Sharding by locale. A single node holds one or a few locales. Route by locale header. This keeps memory bounded and lets you scale languages independently.
CDN caching. Short-prefix queries (a, ab, abc) are massively repetitive. Cache aggressively at the edge with a 60-second TTL. This drops 80 percent of traffic before it reaches your service.
Top-N precomputation. Computing top-N at query time is too slow for trie traversal. Store the precomputed top-N at each prefix node. Memory cost is roughly N * average_query_length * unique_prefixes — tractable.
Typo tolerance. Either run a separate edit-distance index (BK-tree, Levenshtein automaton) and merge results, or rely on the search backend’s typo handling and only autocomplete clean prefixes.
Personalization. Blend a small personal list (recent searches) into the global suggestions client-side or via a thin server-side merge. Avoid putting per-user data in the global index.
Ranking signals. Frequency is the baseline. Add time decay, CTR (suggestions clicked vs shown), and category boosts. Keep the model simple — autocomplete is a latency game, not a relevance game.
Cold prefixes. A long prefix may have zero suggestions. Return empty fast — do not search further. Empty responses are still cached.
Multi-region. Replicate snapshots to each region’s object storage and warm the nodes there. The query log pipeline aggregates globally.
For the deployment view, autocomplete nodes are a great fit for a Kubernetes Deployment behind a load balancer — see What is Kubernetes and What is AWS for the infra context.
What to Say in an Interview
- Lead with the latency budget. 50 ms forces in-memory indexes and CDN caching.
- Separate the build path from the serve path. The interviewer wants to hear an offline job, not real-time updates.
- Precompute top-N per prefix and explain the memory tradeoff.
- Mention CDN caching for short prefixes — most candidates miss this and it is the single biggest cost saver.

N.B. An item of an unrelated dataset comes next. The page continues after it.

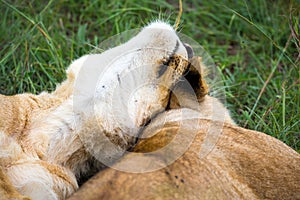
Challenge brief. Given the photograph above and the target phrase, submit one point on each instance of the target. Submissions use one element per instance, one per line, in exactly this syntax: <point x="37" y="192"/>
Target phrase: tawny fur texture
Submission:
<point x="238" y="164"/>
<point x="49" y="140"/>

- Treat typos as a separate problem you can either solve with a second index or defer to the search backend.
Wrap up
Autocomplete is a precomputed map from prefix to top-N suggestions, served from memory, fronted by a CDN, and rebuilt offline from query logs. Get the snapshot swap right and the rest of the system is almost embarrassingly simple — which is exactly the point at 50 ms p99.